Blogging the demise of science journalism

by Andrew Maynard on March 20, 2009

This week’s edition of Nature includes a thought provoking piece by Geoff Brumfiel on the decline of mainstream science journalism and the rise of science blogging.  The big question: Can one replace the other?  It’s a sobering read: Blumfiel paints a picture of old media in crisis—science coverage in the mainstream media is being cut back; talented journalists are leaving or being laid off; and those left behind are having to produce with less time and fewer resources.  But what I found equally worrying was the hint of an attitude from the growing science blogging community—that the professional science “hacks” can’t hack it; that they misundersand the science and misrepresent the stories; and more often than not they simply regurgitate what they are fed in the interests of time and efficiency.

As a scientist who works closely with journalists and also runs a science blog, the erosion of traditional science journalism worries me.  With the shift from science reporting in the mainstream media to science blogging, loads of people are writing stuff, loads or people are reading it, but I’m not convinced that a whole lot of effective communication is taking place.

Scientists who write well are a precious commodity, but they don’t necessarily have the skill and perspective to either place what they write about in a broader social context, or to communicate to a broad audience.  The result (in many cases—not all) is cozy on-line cliques where science-aficionados pat each other on the back while readers who are desperate for accessible, relevant, contextualized information are starved.

Science blogs have an essential role to play in communication and information exchange.  I wouldn’t write myself if I didn’t believe that.  But I have no illusions about my output matching the relevance and accessibility of that from a professional journalist.  Instead, my stuff hopefully provides a personal perspective on emerging technology and society that complements the mainstream media.

It’s fashionable for scientists and bloggers alike to trash mainstream science reporting.  But we do it at our peril.  Most scientists (I count myself here) are lousy communicators outside their immediate field, and one of the dangers of the web is that it seduces people into thinking otherwise.  Rather, we need to make sure that professional communicators are given the opportunities and resources they need to get information to people that can really benefit from it, not just to the cliques and easy targets.
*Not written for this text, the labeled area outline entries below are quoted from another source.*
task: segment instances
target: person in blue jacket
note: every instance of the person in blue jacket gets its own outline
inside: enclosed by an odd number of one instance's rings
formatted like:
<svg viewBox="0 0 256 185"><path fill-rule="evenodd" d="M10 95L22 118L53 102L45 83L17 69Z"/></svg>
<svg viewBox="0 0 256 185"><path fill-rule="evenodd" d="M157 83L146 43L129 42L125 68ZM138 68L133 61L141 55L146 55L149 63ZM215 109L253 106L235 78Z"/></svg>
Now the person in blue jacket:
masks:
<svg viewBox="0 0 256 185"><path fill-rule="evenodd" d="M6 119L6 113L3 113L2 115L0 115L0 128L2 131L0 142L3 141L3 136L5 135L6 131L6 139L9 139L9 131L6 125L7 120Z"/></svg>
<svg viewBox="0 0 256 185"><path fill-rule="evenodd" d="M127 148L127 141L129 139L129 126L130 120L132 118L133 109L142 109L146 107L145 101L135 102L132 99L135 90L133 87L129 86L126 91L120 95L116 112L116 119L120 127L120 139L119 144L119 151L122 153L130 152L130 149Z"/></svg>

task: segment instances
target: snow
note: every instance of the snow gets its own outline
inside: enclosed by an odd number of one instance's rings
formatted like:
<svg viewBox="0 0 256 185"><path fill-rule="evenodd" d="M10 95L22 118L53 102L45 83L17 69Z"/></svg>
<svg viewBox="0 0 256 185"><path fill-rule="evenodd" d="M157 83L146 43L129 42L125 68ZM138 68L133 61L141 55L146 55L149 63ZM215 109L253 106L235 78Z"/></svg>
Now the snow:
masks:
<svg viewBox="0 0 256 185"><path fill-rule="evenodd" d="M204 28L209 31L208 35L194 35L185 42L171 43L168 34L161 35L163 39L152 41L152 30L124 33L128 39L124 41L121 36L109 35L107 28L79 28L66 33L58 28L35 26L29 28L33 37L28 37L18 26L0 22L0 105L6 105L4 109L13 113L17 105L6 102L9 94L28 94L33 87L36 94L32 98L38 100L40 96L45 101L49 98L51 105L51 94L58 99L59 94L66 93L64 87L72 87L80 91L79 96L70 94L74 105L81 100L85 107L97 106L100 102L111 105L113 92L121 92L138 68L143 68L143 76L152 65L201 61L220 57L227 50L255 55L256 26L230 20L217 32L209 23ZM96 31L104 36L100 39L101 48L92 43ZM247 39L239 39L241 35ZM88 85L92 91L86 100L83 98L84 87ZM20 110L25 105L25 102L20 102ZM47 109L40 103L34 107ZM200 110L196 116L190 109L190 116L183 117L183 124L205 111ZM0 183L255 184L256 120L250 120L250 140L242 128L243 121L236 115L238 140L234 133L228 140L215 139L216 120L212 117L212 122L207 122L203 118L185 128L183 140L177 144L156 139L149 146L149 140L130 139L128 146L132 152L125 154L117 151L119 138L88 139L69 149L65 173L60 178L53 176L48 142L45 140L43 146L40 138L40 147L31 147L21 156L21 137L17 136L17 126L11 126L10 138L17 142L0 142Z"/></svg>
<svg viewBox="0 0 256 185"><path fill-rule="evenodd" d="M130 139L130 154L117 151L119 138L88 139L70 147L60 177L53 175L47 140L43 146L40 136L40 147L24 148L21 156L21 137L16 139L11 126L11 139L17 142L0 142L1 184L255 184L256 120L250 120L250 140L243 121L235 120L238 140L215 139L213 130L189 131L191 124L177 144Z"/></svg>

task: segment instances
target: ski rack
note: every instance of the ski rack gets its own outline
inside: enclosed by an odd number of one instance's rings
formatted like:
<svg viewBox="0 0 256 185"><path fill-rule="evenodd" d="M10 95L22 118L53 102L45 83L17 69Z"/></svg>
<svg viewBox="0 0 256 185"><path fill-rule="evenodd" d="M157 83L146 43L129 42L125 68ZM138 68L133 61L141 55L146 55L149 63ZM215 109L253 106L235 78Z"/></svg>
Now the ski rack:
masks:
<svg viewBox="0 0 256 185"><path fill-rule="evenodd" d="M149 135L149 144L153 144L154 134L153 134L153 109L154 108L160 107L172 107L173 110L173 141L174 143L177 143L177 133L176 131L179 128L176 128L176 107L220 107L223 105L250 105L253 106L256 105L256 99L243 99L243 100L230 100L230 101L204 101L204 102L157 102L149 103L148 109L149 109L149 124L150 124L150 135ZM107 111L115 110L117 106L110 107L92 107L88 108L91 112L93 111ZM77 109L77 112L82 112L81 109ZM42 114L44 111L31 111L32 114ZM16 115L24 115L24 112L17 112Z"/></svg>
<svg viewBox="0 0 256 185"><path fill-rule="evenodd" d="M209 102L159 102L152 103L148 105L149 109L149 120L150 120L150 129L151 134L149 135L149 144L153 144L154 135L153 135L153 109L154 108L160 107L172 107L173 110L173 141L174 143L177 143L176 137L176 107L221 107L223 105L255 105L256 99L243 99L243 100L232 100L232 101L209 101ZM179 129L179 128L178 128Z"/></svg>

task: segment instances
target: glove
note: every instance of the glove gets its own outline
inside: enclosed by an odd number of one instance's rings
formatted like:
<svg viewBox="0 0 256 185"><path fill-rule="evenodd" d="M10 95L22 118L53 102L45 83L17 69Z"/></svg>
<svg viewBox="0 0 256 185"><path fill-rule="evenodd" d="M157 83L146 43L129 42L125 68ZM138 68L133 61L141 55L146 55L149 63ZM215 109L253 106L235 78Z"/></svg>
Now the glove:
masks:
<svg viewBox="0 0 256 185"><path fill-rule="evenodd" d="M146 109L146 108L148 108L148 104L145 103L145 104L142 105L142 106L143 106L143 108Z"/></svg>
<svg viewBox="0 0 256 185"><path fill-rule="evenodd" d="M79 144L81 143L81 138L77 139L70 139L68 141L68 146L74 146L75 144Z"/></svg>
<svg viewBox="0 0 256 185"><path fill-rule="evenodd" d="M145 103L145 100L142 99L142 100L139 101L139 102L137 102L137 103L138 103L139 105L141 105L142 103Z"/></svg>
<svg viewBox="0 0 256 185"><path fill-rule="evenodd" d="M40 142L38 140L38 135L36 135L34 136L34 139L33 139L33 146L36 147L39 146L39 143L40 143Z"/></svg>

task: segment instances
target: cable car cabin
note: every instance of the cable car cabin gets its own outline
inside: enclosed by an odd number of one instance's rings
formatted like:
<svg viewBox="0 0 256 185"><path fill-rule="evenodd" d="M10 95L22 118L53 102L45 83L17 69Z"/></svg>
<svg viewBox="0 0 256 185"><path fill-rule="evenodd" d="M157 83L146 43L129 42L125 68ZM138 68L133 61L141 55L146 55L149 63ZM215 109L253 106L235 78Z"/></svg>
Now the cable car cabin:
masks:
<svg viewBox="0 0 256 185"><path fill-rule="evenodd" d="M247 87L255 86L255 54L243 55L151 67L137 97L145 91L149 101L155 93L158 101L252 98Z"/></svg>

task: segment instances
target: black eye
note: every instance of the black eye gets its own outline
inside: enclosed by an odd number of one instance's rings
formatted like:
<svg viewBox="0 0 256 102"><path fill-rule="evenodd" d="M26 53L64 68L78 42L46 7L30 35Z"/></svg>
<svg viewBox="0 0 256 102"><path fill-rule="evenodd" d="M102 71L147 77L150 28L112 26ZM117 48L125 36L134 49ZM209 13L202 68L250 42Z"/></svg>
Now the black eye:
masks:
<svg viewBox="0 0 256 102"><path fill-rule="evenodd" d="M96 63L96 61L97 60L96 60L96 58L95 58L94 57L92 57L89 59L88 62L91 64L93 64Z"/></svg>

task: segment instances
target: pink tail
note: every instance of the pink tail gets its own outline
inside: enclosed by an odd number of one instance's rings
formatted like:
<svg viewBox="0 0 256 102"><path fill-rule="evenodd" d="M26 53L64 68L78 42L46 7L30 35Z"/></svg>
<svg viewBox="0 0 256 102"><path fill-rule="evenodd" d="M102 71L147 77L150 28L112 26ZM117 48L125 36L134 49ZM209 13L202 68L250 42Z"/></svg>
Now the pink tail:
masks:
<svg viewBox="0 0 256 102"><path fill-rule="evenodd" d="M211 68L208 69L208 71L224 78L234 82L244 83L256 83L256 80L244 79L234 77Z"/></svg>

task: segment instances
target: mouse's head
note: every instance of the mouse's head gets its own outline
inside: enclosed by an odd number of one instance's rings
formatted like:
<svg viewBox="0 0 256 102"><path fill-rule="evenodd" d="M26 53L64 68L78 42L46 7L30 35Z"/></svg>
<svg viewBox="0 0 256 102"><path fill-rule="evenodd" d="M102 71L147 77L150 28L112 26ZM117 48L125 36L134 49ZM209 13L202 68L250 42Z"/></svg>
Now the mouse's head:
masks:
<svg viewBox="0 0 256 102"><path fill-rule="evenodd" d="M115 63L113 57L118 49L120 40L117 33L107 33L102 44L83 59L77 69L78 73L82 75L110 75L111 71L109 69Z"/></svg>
1 Mike Spear March 20, 2009 at 2:49 pm

Don’t sell yourself short on your abilities because this is a good OpEd piece worthy of the mainstream press.
But I definitely agree that as blogs rise in popularity and science journalism (not to mention the actual outlets themselves ) wanes we have a problem.
Context and relevance are key to communicating science and answering the “why do I care” question for the general public. A good news outlet can do that for its ‘hometown’ audience which is where scientists who blog struggle sometimes. There are some killer science blogs out there and if things settle out to a mix of the best of both life will be grand. The alternatives are far less grand.
Science journalism can come into play in the form of documentaries, radio news, or feature pieces for television but those too are becoming fewer and farther apart.
Geoff Brumfiel’s piece also raises the point about journalists simply rewriting Press Release but that is a problem that crosses a lot of subject areas. Just look at the state of political reporting during recent elections. As a PR flak for a non-profit science organization and as a former journalist I honestly try to walk the line and give the media information worth using and providing interview subjects that help them do their job but I am still surprised to see something I’ve written appear pretty much intact in the media.
A PR dream, a journalist’s nightmare.

2 Andrew Maynard March 20, 2009 at 3:27 pm

The regurgitation of press releases is a real problem as it removes the critical filter a good journalist brings to process of communicating information. Although interestingly (and perhaps ironically) it probably brings news outlets that follow the practice closer to the blogging community – the information being crafted by the source primarily.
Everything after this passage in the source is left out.